In conjunction with DallowayDay2018 (see the Events page), we thought we’d ask Woolf fans for their favourite Woolf quotation. Don’t worry about the exact words, we can probably find the one you mean. Journalists and others often condense Woolf’s words into a ‘neater’ or ‘improved’ form; for instance, ‘I would venture to guess that Anon, who wrote so many poems without signing them, was often a woman’ (A Room of One’s Own) often appears as ‘For most of history, Anonymous was a woman’.
So what are we asking you to do? Just click on the ‘Send Message’ button on the VWSGB Facebook page and type in your favourite Woolf quotation, where it comes from and a few words about why you like it, and we’ll add it to our list.

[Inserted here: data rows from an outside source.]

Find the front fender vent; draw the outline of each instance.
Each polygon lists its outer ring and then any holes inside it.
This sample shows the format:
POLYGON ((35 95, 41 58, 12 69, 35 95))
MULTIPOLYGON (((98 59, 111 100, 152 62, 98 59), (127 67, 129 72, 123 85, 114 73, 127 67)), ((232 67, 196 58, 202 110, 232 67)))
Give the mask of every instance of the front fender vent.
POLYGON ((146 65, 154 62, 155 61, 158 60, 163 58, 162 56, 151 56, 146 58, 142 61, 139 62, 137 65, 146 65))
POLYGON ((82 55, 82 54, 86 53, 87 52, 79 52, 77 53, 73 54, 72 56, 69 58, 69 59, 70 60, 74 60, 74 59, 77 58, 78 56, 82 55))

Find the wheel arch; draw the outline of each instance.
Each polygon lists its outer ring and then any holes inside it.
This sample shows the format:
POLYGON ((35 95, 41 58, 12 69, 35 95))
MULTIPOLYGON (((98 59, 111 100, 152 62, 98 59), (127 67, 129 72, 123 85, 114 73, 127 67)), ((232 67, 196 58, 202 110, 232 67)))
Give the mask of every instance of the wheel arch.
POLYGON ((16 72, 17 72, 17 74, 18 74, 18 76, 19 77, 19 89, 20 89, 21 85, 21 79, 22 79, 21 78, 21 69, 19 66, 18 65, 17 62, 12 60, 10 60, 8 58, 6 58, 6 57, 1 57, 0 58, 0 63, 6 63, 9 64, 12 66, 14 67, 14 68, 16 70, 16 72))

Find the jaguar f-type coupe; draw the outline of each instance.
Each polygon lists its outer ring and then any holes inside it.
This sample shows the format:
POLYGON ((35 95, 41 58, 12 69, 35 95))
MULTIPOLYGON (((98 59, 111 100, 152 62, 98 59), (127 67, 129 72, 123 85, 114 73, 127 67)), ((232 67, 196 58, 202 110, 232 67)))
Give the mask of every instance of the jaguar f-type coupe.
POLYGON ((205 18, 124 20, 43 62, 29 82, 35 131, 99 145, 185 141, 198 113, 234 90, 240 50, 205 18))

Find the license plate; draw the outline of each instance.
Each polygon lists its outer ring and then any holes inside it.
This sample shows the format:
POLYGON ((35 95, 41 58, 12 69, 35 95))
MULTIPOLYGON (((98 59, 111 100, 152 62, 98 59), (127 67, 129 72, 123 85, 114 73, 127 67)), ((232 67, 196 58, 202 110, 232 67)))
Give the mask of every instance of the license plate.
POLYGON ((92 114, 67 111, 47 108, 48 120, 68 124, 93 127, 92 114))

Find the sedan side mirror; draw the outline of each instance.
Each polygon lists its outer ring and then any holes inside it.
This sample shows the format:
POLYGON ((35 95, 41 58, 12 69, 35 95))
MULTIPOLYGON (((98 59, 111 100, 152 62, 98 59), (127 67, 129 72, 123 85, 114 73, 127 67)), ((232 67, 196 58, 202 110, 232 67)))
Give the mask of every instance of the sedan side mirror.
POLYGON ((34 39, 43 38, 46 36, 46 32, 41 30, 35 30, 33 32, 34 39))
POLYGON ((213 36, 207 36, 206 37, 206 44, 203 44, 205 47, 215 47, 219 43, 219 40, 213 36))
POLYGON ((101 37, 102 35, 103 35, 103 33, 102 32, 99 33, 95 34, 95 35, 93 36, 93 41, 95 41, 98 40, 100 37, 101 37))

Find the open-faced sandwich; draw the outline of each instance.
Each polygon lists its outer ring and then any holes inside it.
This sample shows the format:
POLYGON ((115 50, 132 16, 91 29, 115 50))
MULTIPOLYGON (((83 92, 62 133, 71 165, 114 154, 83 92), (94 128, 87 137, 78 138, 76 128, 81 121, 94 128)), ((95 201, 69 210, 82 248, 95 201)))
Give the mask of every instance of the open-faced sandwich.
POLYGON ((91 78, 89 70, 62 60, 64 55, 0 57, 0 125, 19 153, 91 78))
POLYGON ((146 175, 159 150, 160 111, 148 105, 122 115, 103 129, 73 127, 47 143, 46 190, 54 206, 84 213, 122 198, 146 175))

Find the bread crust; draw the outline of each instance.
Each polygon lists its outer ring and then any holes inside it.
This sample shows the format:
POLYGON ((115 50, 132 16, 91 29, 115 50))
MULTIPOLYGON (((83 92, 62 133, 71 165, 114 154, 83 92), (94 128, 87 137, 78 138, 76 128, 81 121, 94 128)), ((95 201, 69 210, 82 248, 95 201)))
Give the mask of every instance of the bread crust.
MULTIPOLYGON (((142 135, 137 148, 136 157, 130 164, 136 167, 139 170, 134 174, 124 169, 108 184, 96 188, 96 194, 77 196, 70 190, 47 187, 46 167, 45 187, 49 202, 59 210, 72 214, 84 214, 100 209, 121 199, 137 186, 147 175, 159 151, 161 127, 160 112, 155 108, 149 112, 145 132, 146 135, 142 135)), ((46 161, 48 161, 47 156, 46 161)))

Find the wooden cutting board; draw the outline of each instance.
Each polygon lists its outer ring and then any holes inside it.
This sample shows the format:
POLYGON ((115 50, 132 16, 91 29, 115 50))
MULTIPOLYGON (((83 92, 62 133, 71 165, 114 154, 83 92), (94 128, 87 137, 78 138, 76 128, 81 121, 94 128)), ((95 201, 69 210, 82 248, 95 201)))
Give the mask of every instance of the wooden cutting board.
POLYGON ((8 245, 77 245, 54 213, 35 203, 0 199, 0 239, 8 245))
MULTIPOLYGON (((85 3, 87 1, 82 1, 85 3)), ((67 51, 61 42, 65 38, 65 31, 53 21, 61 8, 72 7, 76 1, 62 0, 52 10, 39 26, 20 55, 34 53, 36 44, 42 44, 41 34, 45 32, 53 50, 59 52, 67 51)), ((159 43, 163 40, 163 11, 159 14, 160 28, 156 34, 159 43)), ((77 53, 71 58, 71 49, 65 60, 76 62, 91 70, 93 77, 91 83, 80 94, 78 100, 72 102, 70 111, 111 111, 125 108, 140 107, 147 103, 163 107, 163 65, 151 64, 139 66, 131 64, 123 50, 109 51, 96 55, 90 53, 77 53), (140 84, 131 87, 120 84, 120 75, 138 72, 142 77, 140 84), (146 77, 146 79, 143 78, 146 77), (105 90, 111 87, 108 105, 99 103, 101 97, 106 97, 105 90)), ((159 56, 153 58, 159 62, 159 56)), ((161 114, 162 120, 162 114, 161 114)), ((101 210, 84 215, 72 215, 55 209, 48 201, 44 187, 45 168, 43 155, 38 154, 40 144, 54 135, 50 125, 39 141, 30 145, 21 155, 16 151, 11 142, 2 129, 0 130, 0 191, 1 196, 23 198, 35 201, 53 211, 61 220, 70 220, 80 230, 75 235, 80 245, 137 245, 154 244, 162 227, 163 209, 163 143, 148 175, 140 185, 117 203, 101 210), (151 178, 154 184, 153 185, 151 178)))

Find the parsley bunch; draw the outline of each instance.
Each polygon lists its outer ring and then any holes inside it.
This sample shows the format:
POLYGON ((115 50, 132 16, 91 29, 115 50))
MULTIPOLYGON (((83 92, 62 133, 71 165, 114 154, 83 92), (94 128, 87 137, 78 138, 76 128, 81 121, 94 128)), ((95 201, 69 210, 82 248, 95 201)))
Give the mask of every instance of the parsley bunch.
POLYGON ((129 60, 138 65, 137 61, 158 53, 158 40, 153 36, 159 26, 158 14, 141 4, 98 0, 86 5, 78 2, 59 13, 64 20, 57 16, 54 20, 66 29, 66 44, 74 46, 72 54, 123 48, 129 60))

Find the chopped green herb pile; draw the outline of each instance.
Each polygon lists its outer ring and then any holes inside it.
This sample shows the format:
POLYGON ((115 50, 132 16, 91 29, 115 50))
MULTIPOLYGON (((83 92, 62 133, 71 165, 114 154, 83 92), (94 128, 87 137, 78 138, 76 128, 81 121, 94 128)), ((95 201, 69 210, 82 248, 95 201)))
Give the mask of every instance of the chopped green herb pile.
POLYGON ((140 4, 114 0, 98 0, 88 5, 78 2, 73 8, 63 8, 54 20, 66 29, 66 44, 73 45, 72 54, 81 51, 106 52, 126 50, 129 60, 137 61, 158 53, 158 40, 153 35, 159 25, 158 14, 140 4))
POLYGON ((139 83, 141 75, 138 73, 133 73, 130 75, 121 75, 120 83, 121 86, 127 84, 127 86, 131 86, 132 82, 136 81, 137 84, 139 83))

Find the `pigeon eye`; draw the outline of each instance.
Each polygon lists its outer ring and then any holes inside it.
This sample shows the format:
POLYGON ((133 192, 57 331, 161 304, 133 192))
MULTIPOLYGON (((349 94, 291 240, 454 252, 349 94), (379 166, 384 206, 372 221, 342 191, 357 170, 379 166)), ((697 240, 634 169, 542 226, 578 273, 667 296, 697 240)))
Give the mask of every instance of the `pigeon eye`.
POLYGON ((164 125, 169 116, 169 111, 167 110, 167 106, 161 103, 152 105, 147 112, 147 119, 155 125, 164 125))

We need your quotes by the third Wednesday in June, which most Woolfians consider to be the day on which Clarissa Dalloway takes her walk around London and holds her party. This year, as in 1923, when Mrs Dalloway is set, this falls on Wednesday 20 June.
* Extended to 30 June *
When we’ve collected all your ideas, we’ll shortlist the top 5 and ask you to vote for one of them. We’ll announce the result in early July.
#VWquotevote result
The votes have all been counted, and one Virginia Woolf quotation has been voted for above the others. Intellectual freedom is much on our minds at the moment it seems (possibly related to the current political climate), as the winner is:
Lock up your libraries if you like; but there is no gate, no lock, no bolt that you can set upon the freedom of my mind.
(A Room of One’s Own)
Thanks everyone for voting, and to those who suggested quotations for shortlisting. We’ll do the same thing for next year’s Dallowday and see whether we get a different result.